In defense of Bolivarian Venezuela

In addition to comments by President Maduro and other Bolivarian officials, the Chavista government issued a 70 point statement in response to the biased report, which points out that the report was based on interviews with nearly 600 people, but 82 percent of them were not living in Venezuela. 

People that are currently living in Venezuela — many of them victims of U.S.-backed right-wing violence — were interviewed and provided documentation of the abuse they suffered. But that information was excluded from Bachelet’s report.

The government statement pointed out various programs to feed and provide medicine for Venezuelans to try to make up for the damage caused by U.S. sanctions, including a food distribution program called CLAP (Local Supply and Production Committees), which is now under attack by numerous U.S. government agencies. Hundreds of thousands of Venezuelans are helped by CLAP, and now the U.S. government is trying to use sanctions to shut it down. 

About 75 percent of Venezuela’s budget is spent on health care, housing and provision of food. None of this was included in the U.N. report.

Others quickly came to the defense of the Venezuelan government. Mint Press News reports that on July 5, one day after the report was issued, Russia, China, Turkey, Belarus, Myanmar, Iran, Cuba, Nicaragua and Bolivia — all members of the U.N. Human Rights Council — repudiated Bachelet’s report. 

The same article notes that the International Committee for Peace, Justice and Dignity, which recently launched a letter-writing campaign to Bachelet calling for an end to U.S. sanctions, responded: “The Bachelet report does not contribute to the dialogue for peace, instead it tilts the scales in favor of the aggressor while ignoring the damage the Empire has done to the people.”

Radio Havana Cuba reported on the response by Alfred de Zayas, a widely recognized human rights law expert and former consultant to the U.N. Office of the High Commissioner for Human Rights. Zayas said the real and most urgent remedy for Venezuela is to end U.S. sanctions. 

Zayas tweeted on July 19 that the report “should have clearly condemned the violence by extreme right opposition leaders and the calls for foreign intervention,” and called the report “fundamentally flawed and disappointing.”

Iranian Foreign Minister Mohammad Javad Zarif, who attended the meeting of the Non-Aligned Movement in Caracas in late July, extended solidarity to the Bolivarian Republic on behalf of the Islamic Republic of Iran and denounced U.S. aggression toward Venezuela. “The resistance of Venezuela to the United States is very important for the people of the world and the people of Venezuela,” Zarif said.

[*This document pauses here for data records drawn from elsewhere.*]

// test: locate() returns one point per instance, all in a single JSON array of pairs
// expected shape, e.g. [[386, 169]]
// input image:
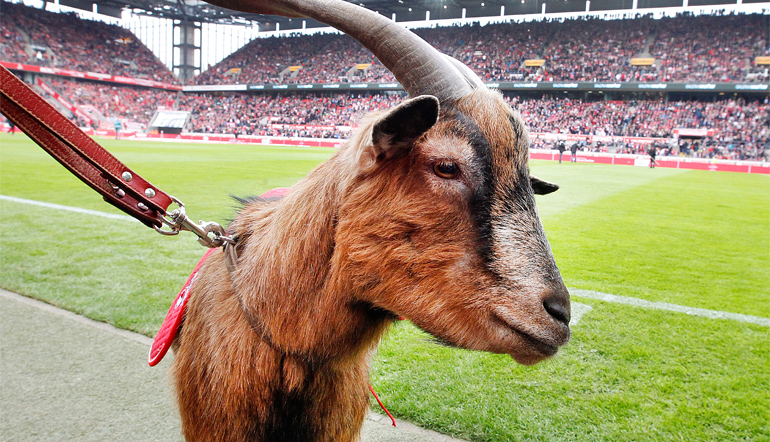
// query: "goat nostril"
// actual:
[[558, 308]]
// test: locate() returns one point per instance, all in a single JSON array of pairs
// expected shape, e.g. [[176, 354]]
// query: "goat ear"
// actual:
[[403, 124], [541, 187]]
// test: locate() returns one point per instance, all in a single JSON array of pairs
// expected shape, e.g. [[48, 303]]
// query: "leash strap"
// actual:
[[81, 155]]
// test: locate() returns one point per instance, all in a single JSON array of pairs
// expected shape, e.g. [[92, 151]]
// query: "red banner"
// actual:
[[91, 76]]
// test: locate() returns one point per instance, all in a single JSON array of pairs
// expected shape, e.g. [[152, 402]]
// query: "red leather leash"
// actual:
[[63, 140], [84, 157], [119, 185]]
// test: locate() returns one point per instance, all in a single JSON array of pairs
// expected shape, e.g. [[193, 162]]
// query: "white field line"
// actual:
[[67, 208], [693, 311], [579, 309]]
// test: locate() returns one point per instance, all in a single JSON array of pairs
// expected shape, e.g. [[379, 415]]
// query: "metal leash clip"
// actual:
[[210, 234]]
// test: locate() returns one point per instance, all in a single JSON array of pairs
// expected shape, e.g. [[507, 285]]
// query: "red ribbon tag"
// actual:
[[170, 327]]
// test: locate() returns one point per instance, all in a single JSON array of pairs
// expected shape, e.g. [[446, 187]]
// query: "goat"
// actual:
[[427, 213]]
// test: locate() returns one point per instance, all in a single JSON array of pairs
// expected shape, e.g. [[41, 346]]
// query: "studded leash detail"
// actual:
[[84, 157]]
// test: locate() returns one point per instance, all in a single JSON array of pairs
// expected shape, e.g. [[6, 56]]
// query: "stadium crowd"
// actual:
[[41, 38], [740, 126], [686, 48]]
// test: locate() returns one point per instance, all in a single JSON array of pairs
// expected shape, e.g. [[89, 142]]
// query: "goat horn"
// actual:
[[418, 66]]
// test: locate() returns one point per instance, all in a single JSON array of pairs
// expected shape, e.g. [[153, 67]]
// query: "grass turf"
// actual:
[[692, 238]]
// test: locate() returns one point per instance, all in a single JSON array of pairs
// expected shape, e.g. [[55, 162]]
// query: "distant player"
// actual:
[[652, 153]]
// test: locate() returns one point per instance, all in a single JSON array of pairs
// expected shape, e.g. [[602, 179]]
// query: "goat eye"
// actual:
[[446, 169]]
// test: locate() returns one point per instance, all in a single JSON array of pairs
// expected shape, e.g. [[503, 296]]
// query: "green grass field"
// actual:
[[698, 239]]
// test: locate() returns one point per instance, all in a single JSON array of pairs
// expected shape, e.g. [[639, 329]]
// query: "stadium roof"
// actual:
[[404, 10]]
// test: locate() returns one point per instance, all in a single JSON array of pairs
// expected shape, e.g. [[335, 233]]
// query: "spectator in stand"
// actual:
[[77, 44]]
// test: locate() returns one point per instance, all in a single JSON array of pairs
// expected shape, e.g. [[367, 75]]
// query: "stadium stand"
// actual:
[[40, 38], [683, 48]]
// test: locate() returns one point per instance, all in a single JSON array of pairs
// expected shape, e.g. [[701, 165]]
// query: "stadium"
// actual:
[[668, 268]]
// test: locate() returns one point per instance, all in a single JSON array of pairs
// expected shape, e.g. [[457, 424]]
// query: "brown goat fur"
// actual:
[[279, 349]]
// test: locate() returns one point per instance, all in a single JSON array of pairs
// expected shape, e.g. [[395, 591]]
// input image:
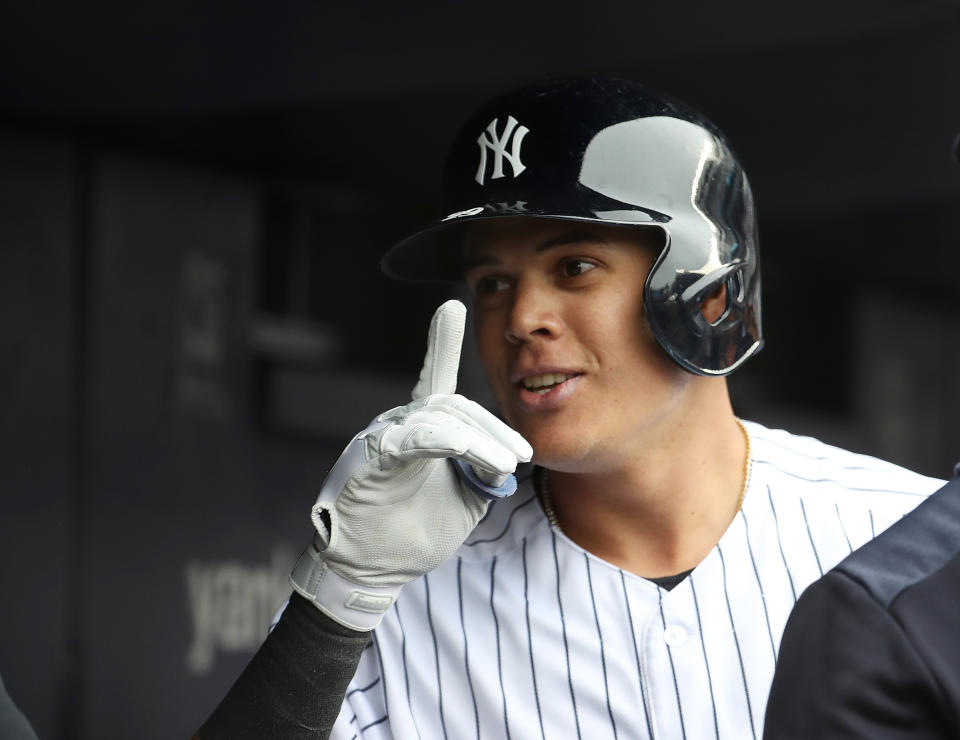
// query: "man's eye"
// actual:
[[488, 285], [572, 268]]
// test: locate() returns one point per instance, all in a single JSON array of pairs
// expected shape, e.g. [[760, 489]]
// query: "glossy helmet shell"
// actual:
[[615, 152]]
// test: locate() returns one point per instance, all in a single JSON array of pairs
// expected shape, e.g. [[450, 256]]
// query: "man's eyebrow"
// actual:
[[577, 236], [472, 259]]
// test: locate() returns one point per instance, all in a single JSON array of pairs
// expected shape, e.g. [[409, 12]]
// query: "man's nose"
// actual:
[[534, 313]]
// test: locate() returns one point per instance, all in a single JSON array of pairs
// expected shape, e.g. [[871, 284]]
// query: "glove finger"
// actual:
[[447, 437], [439, 371], [476, 415]]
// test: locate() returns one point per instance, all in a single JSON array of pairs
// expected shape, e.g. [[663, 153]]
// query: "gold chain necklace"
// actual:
[[547, 502]]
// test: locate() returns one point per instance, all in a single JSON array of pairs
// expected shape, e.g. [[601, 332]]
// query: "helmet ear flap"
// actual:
[[733, 294]]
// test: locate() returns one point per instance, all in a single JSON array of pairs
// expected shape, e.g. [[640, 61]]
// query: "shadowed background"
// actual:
[[193, 201]]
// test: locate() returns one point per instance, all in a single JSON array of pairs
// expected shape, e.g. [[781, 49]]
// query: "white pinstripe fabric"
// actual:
[[522, 634]]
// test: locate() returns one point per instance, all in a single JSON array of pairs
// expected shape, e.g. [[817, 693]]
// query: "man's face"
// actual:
[[561, 330]]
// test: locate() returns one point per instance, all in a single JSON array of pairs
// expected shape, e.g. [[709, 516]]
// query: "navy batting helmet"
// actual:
[[614, 152]]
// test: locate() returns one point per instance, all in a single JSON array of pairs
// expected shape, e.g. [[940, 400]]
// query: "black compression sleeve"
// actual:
[[293, 686]]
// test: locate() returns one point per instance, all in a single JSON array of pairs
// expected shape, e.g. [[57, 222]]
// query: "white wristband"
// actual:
[[358, 607]]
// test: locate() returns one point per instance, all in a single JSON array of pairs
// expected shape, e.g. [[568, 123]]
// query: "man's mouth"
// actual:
[[544, 383]]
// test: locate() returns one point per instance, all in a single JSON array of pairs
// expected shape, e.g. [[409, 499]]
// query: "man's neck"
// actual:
[[662, 510]]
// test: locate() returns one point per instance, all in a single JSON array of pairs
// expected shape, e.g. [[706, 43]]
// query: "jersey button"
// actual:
[[674, 635]]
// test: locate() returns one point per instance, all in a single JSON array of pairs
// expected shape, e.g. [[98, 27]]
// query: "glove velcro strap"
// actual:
[[473, 482], [352, 605]]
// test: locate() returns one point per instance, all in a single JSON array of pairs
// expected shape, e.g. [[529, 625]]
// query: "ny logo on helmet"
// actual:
[[498, 145]]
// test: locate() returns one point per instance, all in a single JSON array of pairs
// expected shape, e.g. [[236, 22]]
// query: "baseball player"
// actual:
[[637, 581]]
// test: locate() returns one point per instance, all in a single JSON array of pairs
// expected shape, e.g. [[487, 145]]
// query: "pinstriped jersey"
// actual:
[[523, 634]]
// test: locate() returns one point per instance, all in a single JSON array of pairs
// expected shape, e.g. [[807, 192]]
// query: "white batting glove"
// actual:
[[407, 490]]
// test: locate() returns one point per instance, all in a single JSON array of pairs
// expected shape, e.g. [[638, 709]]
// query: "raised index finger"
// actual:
[[439, 371]]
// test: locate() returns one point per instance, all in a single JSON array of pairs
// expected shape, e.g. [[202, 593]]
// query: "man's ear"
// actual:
[[715, 305]]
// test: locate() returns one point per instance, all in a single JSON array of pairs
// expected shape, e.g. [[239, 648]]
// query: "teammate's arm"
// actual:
[[402, 497], [846, 669]]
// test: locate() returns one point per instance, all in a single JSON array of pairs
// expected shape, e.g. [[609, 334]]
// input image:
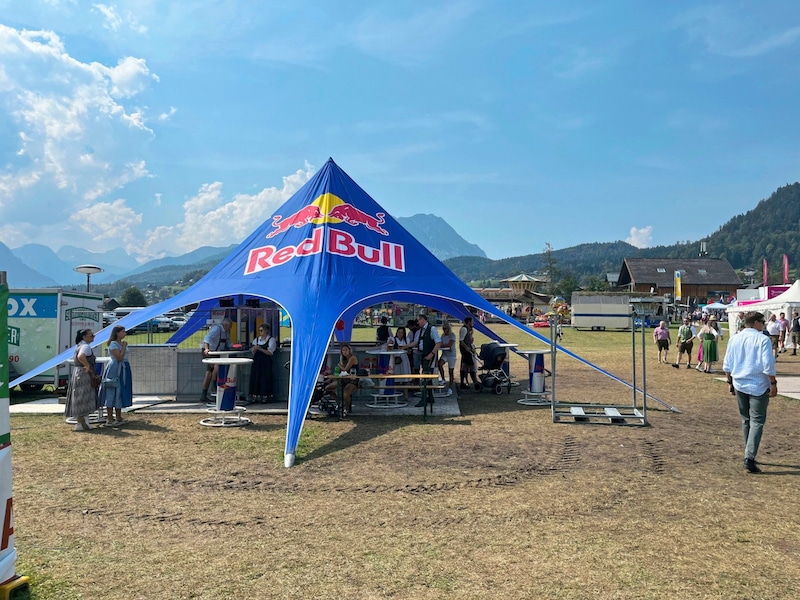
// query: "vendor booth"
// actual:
[[787, 302], [326, 255]]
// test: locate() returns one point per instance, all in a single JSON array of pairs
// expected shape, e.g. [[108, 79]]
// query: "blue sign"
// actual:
[[32, 306]]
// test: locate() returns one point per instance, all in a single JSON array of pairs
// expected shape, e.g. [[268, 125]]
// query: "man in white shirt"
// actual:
[[749, 365]]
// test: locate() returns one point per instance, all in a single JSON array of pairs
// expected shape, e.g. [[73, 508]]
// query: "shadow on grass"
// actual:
[[793, 469], [367, 429]]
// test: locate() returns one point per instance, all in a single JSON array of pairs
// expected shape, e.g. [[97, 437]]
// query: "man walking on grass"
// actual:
[[661, 339], [749, 365], [686, 334]]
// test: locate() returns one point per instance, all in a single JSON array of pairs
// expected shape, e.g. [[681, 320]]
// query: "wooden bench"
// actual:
[[390, 400], [535, 398]]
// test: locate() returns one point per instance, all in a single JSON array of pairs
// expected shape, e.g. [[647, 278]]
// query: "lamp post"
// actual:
[[89, 270]]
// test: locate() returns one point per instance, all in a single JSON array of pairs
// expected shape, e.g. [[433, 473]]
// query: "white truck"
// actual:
[[43, 323], [599, 311]]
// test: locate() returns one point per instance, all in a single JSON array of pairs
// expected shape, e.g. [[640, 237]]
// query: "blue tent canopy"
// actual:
[[326, 254]]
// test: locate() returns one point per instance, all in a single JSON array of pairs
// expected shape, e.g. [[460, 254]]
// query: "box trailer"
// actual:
[[599, 311], [42, 323]]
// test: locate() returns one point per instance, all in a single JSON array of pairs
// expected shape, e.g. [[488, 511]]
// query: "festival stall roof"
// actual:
[[329, 252], [715, 306], [786, 302]]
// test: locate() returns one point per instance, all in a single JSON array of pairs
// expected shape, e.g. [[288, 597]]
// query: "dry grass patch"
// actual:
[[498, 503]]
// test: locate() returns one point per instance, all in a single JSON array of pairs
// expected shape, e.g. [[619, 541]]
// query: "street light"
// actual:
[[89, 270]]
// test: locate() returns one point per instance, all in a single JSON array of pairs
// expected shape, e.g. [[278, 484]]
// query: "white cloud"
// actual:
[[579, 62], [167, 115], [726, 31], [112, 221], [640, 237], [210, 219], [131, 76], [113, 20], [73, 132]]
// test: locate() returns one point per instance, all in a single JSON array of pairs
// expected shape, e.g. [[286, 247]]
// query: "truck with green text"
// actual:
[[42, 323]]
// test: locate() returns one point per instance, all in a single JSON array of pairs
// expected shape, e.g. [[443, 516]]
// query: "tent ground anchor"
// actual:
[[226, 418], [598, 414]]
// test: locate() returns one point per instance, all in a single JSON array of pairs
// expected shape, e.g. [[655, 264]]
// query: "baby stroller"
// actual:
[[491, 359]]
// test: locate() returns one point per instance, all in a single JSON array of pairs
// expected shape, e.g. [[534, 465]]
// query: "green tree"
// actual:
[[550, 268], [132, 296], [566, 286], [595, 284]]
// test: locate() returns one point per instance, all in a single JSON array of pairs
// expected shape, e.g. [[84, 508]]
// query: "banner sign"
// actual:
[[8, 554], [786, 268]]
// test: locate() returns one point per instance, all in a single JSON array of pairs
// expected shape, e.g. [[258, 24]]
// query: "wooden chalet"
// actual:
[[703, 280]]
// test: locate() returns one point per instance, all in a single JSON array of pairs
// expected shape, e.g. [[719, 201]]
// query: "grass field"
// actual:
[[497, 503]]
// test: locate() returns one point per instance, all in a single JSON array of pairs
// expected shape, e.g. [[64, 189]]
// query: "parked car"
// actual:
[[154, 325]]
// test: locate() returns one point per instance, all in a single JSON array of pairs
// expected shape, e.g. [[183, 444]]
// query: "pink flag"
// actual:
[[785, 268]]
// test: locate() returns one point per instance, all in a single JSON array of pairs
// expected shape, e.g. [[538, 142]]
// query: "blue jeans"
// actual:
[[753, 410]]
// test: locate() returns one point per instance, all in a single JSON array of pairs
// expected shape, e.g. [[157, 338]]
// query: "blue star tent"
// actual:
[[329, 252]]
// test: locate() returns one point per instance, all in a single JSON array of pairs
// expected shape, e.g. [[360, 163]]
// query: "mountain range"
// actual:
[[36, 265], [766, 232]]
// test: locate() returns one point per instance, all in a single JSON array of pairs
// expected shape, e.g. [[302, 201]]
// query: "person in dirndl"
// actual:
[[82, 392], [116, 389]]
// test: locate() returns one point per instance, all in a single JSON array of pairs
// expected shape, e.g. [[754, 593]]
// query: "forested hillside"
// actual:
[[769, 231]]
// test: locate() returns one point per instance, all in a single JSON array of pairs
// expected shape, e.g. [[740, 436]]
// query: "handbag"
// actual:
[[111, 382]]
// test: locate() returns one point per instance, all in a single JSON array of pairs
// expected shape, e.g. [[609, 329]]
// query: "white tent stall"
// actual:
[[786, 302]]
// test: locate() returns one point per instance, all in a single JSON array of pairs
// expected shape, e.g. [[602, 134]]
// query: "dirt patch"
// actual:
[[498, 503]]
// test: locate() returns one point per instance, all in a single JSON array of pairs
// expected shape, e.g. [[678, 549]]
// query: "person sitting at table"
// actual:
[[218, 338], [382, 334], [429, 344], [264, 346], [347, 361], [448, 356]]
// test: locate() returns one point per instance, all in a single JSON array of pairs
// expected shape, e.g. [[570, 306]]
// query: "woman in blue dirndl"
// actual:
[[119, 396]]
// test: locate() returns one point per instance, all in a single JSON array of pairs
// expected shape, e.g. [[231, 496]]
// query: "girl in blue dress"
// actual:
[[121, 396]]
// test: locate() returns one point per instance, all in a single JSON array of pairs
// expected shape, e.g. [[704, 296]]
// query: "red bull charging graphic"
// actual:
[[328, 208]]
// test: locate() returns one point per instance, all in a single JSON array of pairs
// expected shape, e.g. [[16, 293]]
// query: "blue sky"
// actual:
[[163, 126]]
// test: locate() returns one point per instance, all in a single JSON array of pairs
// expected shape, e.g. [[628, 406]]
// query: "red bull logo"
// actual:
[[302, 217], [328, 208], [354, 217], [339, 243]]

Disinformation is only one weapon in imperialism’s arsenal. There is also a growing military threat from Washington and its allies in the region. On July 19, a U.S. spy plane provocatively entered Venezuelan airspace. Another attack on Venezuela’s electrical grid occurred on July 22 and  affected much of the country. It was dealt with quickly and power was mostly restored by midweek, but the incident raised more suspicion of U.S. sabotage. 

Venezuela is in fact under siege by U.S. imperialism, but President Maduro concluded his letter to Bachelet with great confidence in the people of Venezuela: “Know that Venezuela will continue standing victoriously and that no false report, nor attack, regardless of its coarseness, will tamper with our firm determination of continuing to be a free and sovereign people committed to the defense of its legitimate rights.”